Compró el Lincoln en febrero de 1990 en un concesionario de Virginia Beach. Entregó un Town Car del 86 y pagó el resto en efectivo.
—Debe de estar forrado —comentó Marino—. Conduce coches caros, tiene un nido bien arreglado… Resulta difícil creer que la librería pueda rendir tanto.
—No rinde tanto —explicó Wesley—. Según su declaración del año pasado, obtuvo menos de treinta mil dólares de beneficios. Pero tiene propiedades por más de medio millón: una cuenta de ahorro, terrenos en primera línea de mar, acciones.
—Jesús. —marino meneó la cabeza.
—¿Alguien que dependa de él? —pregunté.
—No —respondió Wesley—. No está casado y sus padres murieron. Su padre ganó mucho dinero en el mercado inmobiliario de Northern Neck. Murió cuando Steven tenía poco más de veinte años. Sospecho que el dinero procede de ahí.
—¿Y su madre? — insistí.
—Murió un año después que el padre. Cáncer. Tenía cuarenta y dos años cuando nació Steven.
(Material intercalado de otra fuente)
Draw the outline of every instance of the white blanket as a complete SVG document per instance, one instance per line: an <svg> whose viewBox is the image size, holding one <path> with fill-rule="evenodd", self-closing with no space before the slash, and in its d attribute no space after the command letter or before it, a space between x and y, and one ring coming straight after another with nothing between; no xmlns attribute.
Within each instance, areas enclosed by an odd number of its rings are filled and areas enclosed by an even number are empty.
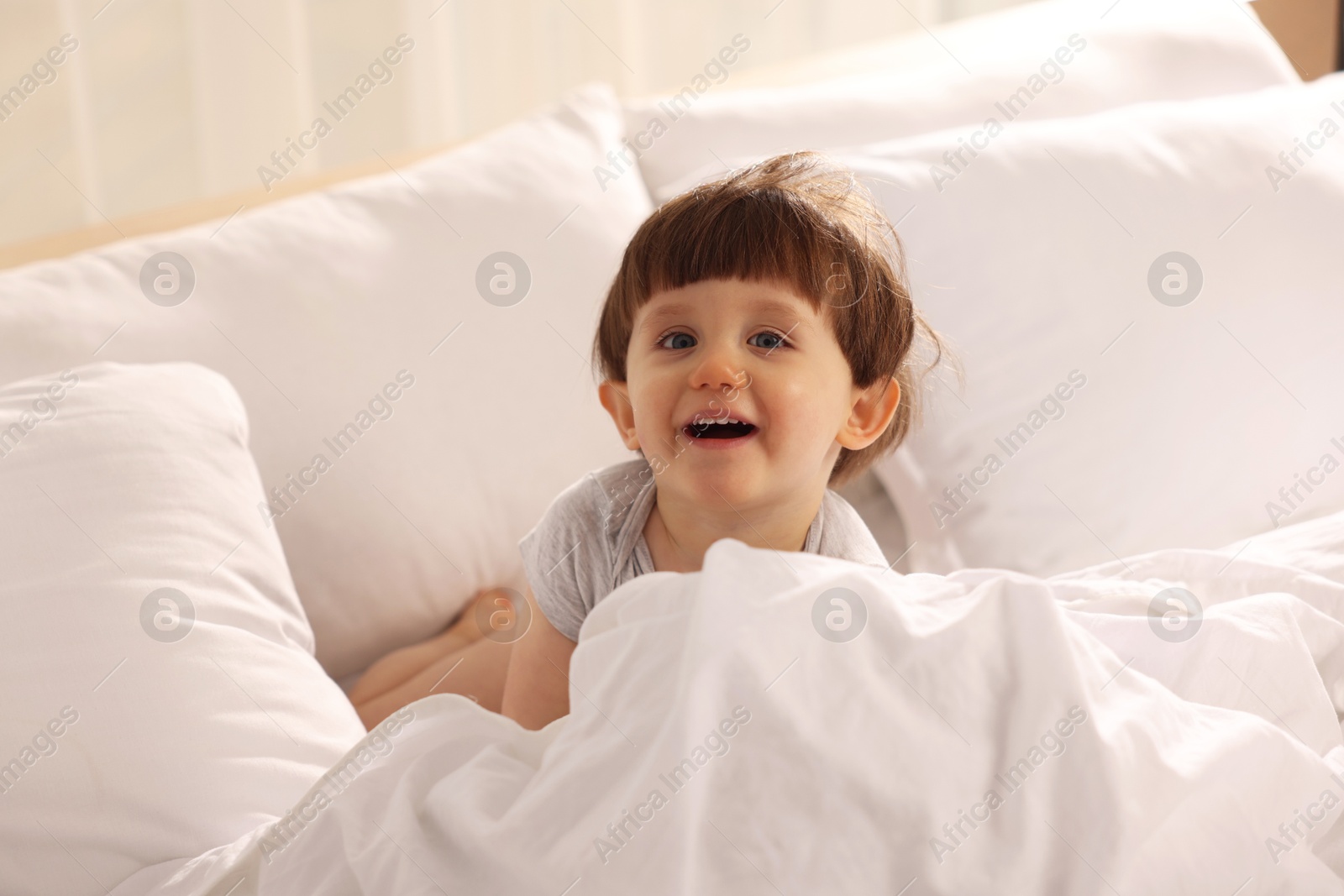
<svg viewBox="0 0 1344 896"><path fill-rule="evenodd" d="M567 717L429 697L114 892L1344 893L1344 514L1293 529L1054 579L719 541L598 604Z"/></svg>

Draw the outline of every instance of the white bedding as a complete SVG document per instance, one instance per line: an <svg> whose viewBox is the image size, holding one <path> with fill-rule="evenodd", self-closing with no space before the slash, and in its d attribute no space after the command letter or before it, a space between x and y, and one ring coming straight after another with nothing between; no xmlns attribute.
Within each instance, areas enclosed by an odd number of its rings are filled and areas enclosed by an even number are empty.
<svg viewBox="0 0 1344 896"><path fill-rule="evenodd" d="M422 700L284 833L114 892L1344 892L1344 513L1265 541L1052 579L719 541L598 604L570 716Z"/></svg>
Hay también un hermano llamado Gordon. Vive en Texas, es quince años mayor que Steven, está casado y tiene cuatro hijos.
Tras hojear de nuevo sus notas, Wesley nos proporcionó más información. Steven había nacido en Gloucester y estudiado en la Universidad de Virginia, donde se licenció en Lengua Inglesa. Luego ingresó en la marina, pero duró menos de cuatro meses. Los once meses siguientes los pasó en una imprenta, donde su responsabilidad principal consistía en el mantenimiento de la maquinaria.
—Me gustaría saber algo más de esos meses que pasó en la marina —apuntó Marino.
—No hay mucho que contar —contestó Wesley—. Cuando se alistó, lo enviaron a un campamento de instrucción en la zona de los Grandes Lagos. Eligió la especialidad de periodismo y fue destinado a la Escuela de Información de la Defensa en Fort Benjamin Harrison, en Indianápolis. Luego lo destinaron a su puesto de servicio, en Norfolk, a las órdenes del comandante en jefe de la flota del Atlántico. —apartó la mirada de sus notas—. Su padre murió un mes más tarde, aproximadamente, y a él lo licenciaron por problemas familiares, para que pudiera regresar a Gloucester a cuidar de su madre, que ya estaba enferma de cáncer.